University of Washington engineering students have won an international contest for their design to monitor water disinfection using the sun's rays. The students will share a $40,000 prize from the Rockefeller Foundation and are now working with nonprofits to turn their concept into a reality.
Team member Jacqueline Linnes, who recently completed her bioengineering doctorate, traveled to Bolivia last year with the UW chapter of Engineers Without Borders. While there, she and other students treated their drinking water by leaving it in plastic bottles in the sun.
The concept is an old one. Solar disinfection of water in plastic bottles, also called SODIS, is promoted by many nonprofits. It offers a cheap and easy way to reduce some of the roughly 1.5 million diarrhea-related children's deaths each year. But global adoption has been slow, partly because it is hard to know when the water is safe to drink.
The UW entered a competition to design an indicator for Fundación SODIS, a Bolivia-based nonprofit dedicated to testing and promoting this method. Solar disinfection in water bottles removes more than 99.9 percent of bacteria and viruses, with results similar to chlorination.
The UW device lets users know when the sun's rays have done their job.
Linnes began working on the problem with Engineers Without Borders members Penny Huang, a senior in chemical engineering, and Chin Jung Cheng, then an undergraduate in chemical engineering and now a UW doctoral student in bioengineering.
At first, the students focused on developing a chemical test strip. Then they considered an electronic sensor and contacted Charlie Matlack, a UW doctoral student in electrical engineering.
Together they built a system using parts from a keychain that blinks in response to light.
"It has all the same components that you'd find inside a dirt-cheap solar calculator, except programmed differently," Matlack said.
Other electronics monitor how much light is passing through the bottle and whether a water-filled bottle is present, so the system knows when to stop or start recording data.
Winning the contest means the students split the $40,000 prize, and their efforts may improve the health of children around the world.
"This is part of what engineering education should be," said faculty adviser Howard Chizeck, an electrical engineering professor. "It's educating students with the skills and the desire to make things better."
The competition was put on by InnoCentive Inc., a Boston-based company that since 2001 has hosted a website where organizations can post technical challenges with prize money and anybody can submit a solution.
In this case, even the challenges themselves were solicited on the web.

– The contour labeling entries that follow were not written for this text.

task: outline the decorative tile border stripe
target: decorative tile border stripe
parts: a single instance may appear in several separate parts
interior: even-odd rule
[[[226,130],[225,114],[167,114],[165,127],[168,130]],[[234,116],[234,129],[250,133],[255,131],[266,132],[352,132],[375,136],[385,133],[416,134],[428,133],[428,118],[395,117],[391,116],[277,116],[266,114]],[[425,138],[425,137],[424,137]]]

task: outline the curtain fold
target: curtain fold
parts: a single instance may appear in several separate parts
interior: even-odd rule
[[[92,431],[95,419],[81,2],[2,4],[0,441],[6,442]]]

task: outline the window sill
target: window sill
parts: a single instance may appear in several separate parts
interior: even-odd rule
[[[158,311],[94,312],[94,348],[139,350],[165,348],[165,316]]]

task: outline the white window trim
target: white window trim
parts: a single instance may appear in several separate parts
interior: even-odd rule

GlobalGiving Foundation Inc., a Washington, D.C. nonprofit that acts as a clearinghouse for charitable donations, asked nonprofits around the world to submit technical challenges relating to water quality. It then chose five to post to InnoCentive, and the Rockefeller Foundation supplied prize money.
The Sodis Foundation evaluated more than 70 proposals before choosing the UW's.
"The evaluators appreciated the fact that the [UW] device takes into consideration factors like the material of the bottle and the turbidity of the water to be disinfected," said board member Matthias Saladin. "Other factors favoring the proposal were its robust design, the long product life and its competitive price."
The challenge called for designs costing less than $10. The UW students estimate their parts would retail for $3.40, and bulk buying could reduce the cost further.
The Sodis Foundation now holds a nonexclusive license to develop the technology. It is also focusing on larger-scale systems that could be used in situations such as disaster relief. A Sodis Foundation donor has also offered Matlack $16,000 to continue developing a prototype of the water bottle indicator. (The contest proposal tested each part of the system separately.)
Over the next few months Linnes, Matlack and Tyler Davis, a doctoral student in the UW Evans School of Public Affairs, are setting up a nonprofit business to manufacture and market the device, either to users or to nonprofits that promote solar disinfection.
They have approached UW faculty and local nonprofits as potential partners, hoping to draw on a broad range of expertise.
"We're at a point where we recognize the need for work on this beyond engineering," Matlack said. "Ultimately, the hardest part is going to be to get people to use it."